Это нашло отражение в новостях, говорит Кэтрин Карстейрс, историк медицины и здравоохранения из Университета Гельфа (Канада), которая недавно работала над обширным исследованием СМИ того времени. “Были сообщения о возникновении и появлении вируса H2N2”, – говорит она. – “Но к Новому году тема практически исчезла со страниц”.

Еще один элемент, по которому пандемия не вошла в историю, заключается в том, что в отличие от гриппа 1918 г. (от него гибли в основном молодые люди), возрастная кривая H2N2 соответствовала типичным моделям смертности от гриппа, который, как и COVID, чаще поражает пожилых и немощных людей. 

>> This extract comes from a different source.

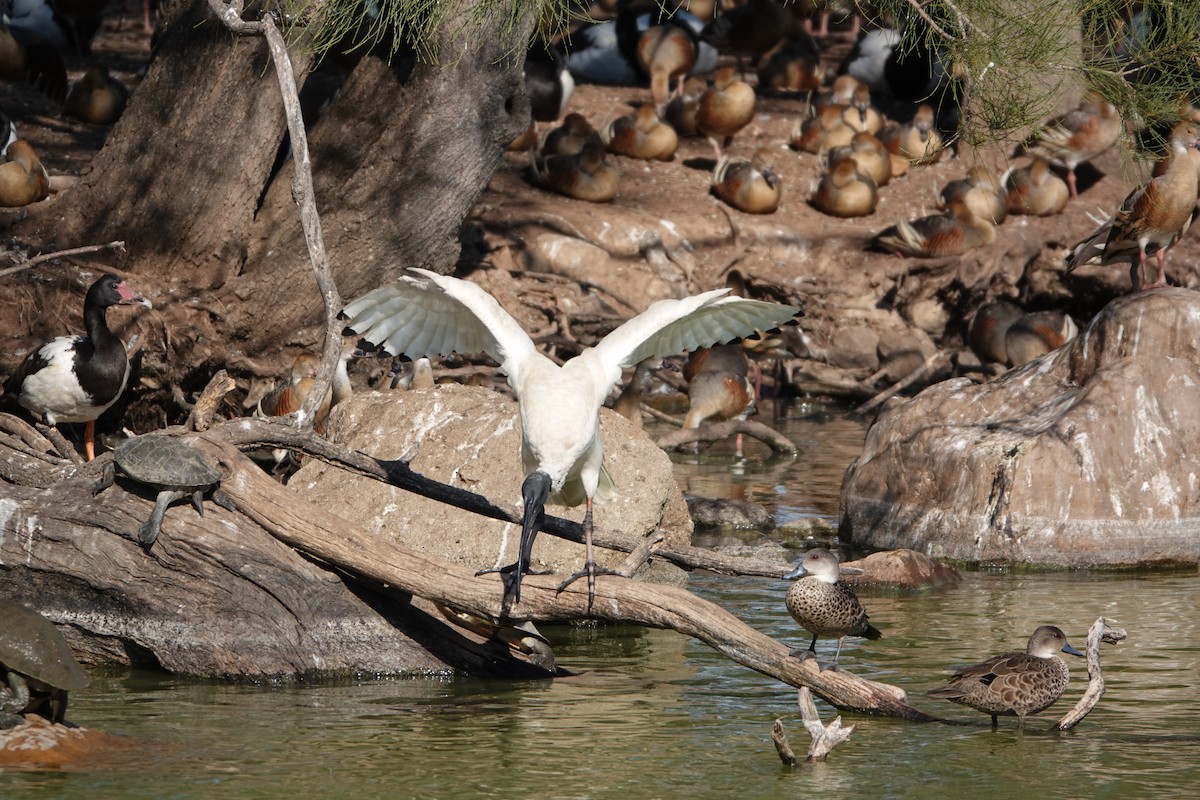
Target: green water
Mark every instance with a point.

“Как общество, мы, кажется, гораздо меньше беспокоимся, когда умирают пожилые люди”, – говорит Карстерс. – “Сравните H2N2 с историческим вниманием и паникой вокруг полиомиелита, от которого страдали в основном дети. Мы гораздо больше скорбим о потере людей, которые, как нам кажется, “еще не пожили””.

В природе гриппа также есть что-то почти обыденное. Это не экзотика. Симптомы знакомы, но не сенсационны, если сравнивать с лихорадкой Эбола или натуральной оспой. Все мы неизбежно заражаемся им в той или иной форме, и почти все выздоравливают. Новизна – вот что имеет тенденцию задерживаться в памяти людей”, – говорит Джордж Денер, историк экологии и автор книги “Грипп: столетие науки и ответных мер здравоохранения”. Денер сравнивает это с тем, как в XIX веке люди были больше встревожены холерой, чем туберкулезом, хотя от туберкулеза умирало гораздо больше.

Оказалось, что вместо смерти или болезни люди вспоминают о пандемиях в основном как о нарушении повседневной жизни: изоляции, масках, социальной дистанцированности. В 1957-58 гг. ничего этого не было. 

Возможно, это предвещает, что мы сможем запомнить и извлечь уроки из COVID. Хотя и не обязательно. “Человеческая память такова, что мы отделяем и отбрасываем неприятные времена, – говорит Дехнер. – “И если прошлое – это пролог, то потребуются огромные усилия, чтобы сохранить трагедию COVID в памяти общественности и политиков, чтобы эффективно подготовиться и отреагировать, когда наступит следующая пандемия – а она неизбежно наступит”.